Rede von Dieter-Julius Cronenberg
  • Parteizugehörigkeit zum Zeitpunkt der Rede: (FDP)
  • Letzte offizielle eingetragene Parteizugehörigkeit: (FDP)
Das Wort hat der Abgeordnete Joachim Poß.

  • insert_commentNächste Rede als Kontext
    Rede von Joachim Poß


    • Parteizugehörigkeit zum Zeitpunkt der Rede: (SPD)
    • Letzte offizielle eingetragene Parteizugehörigkeit: (SPD)

    Herr Präsident! Meine Damen und Herren! Wir haben heute Herrn Waigel erlebt, wie wir ihn schon öfters erlebt haben:

    (Zurufe von der CDU/CSU: Gut!) selbstzufrieden und schönfärberisch.


    (Widerspruch bei der CDU/CSU)

    Es ist anzunehmen, Herr Waigel, daß Ihre Selbstzufriedenheit Ausdruck des guten Ergebnisses bei Ihrer Wiederwahl als CSU-Vorsitzender war.

    (Beifall bei der CDU/CSU)




    Joachim Poß
    Gemessen an Ihren ungenügenden Leistungen als Finanzminister ist sie allerdings völlig unangemessen.

    (Beifall bei der SPD — Widerspruch bei der CDU/CSU — Dr. Wolfgang Bötsch [CDU/CSU]: Das haben die Delegierten in München Gott sei Dank bisher besser gewußt als Sie!)

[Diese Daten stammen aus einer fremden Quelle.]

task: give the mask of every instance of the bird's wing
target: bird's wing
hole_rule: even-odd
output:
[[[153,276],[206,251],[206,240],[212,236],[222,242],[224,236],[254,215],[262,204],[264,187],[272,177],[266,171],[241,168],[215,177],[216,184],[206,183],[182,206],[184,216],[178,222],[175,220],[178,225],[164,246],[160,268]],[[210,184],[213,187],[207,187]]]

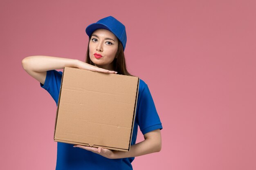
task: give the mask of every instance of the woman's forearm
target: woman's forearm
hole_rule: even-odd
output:
[[[151,153],[159,152],[159,146],[153,139],[146,139],[131,146],[129,152],[114,151],[114,159],[135,157]]]
[[[29,69],[34,71],[43,72],[62,69],[65,66],[77,68],[79,62],[77,60],[69,58],[36,55],[24,58],[22,60],[22,64],[25,70]]]

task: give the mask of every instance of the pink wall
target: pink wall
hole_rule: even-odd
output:
[[[256,169],[256,1],[153,2],[0,2],[0,169],[55,167],[56,105],[22,59],[83,60],[85,28],[110,15],[126,25],[128,69],[148,85],[164,128],[161,151],[134,169]]]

    Herr Bundesfinanzminister, Sie haben heute, wie Sie es gelegentlich tun, auch falsche Behauptungen frisch und fröhlich vorgetragen.

    (Bundesminister Dr. Theodor Waigel: Das ist doch besser als umgekehrt!)

    Ein steinernes Herz kann man Ihnen wirklich nicht vorwerfen.

    (Zurufe von der CDU/CSU)

    Ich halte einen Finanzminister, der derart schönfärbt, für die Staatsfinanzen aber schon für ein wenig gefährlich.

    (Beifall bei der SPD — Zuruf von der CDU/ CSU: Das ist ein Angriff mit Wattebäuschchen — „ein wenig gefährlich" !)

    Ein Finanzminister muß realistisch sein, er darf kein Pessimist sein, er darf aber auch kein Schönfärber sein. Aber dies ist eigentlich Ihre stärkste Rolle: der plaudernde, schönfärberische Bundesfinanzminister Dr. Waigel. Dazu sind Sie sich auch nicht zu schade, Nebelkerzen zu werfen.

    (Widerspruch bei der CDU/CSU)

    Beispiel Schulden: Sie sprechen von 135 Milliarden DM, vergessen dabei aber zu erwähnen die 20,8 Milliarden DM für die Treuhand, 7 Milliarden DM für die Wohnungswirtschaft Ost, 23 Milliarden DM für Bahn und Post, 5 Milliarden DM für den Kreditabwicklungsfonds. Das ergibt summa summarum 190 Milliarden DM. Damit sind wir schon bei der Größenordnung, die Sie vorhin kritisiert haben, Herr Dr. Waigel. Sie als Bundesfinanzminister sollten insofern die deutsche Öffentlichkeit vollständig aufklären, wenn Sie über solche Dinge sprechen.

    (Beifall bei der SPD)

    Aber, wie gesagt, im Werfen von Nebelkerzen sind Sie gut. Darauf komme ich an anderer Stelle noch zu sprechen.
    Ich muß noch ganz kurz auf Herrn Kollegen Borchert zu sprechen kommen. Wo ist der Herr Kollege Borchert? — Er hat Herrn Lafontaine zum wiederholten mal mit einem falschen Zitat angesprochen.

    (Hans-Werner Müller [Wadern] [CDU/CSU]: Das nie dementiert worden ist!)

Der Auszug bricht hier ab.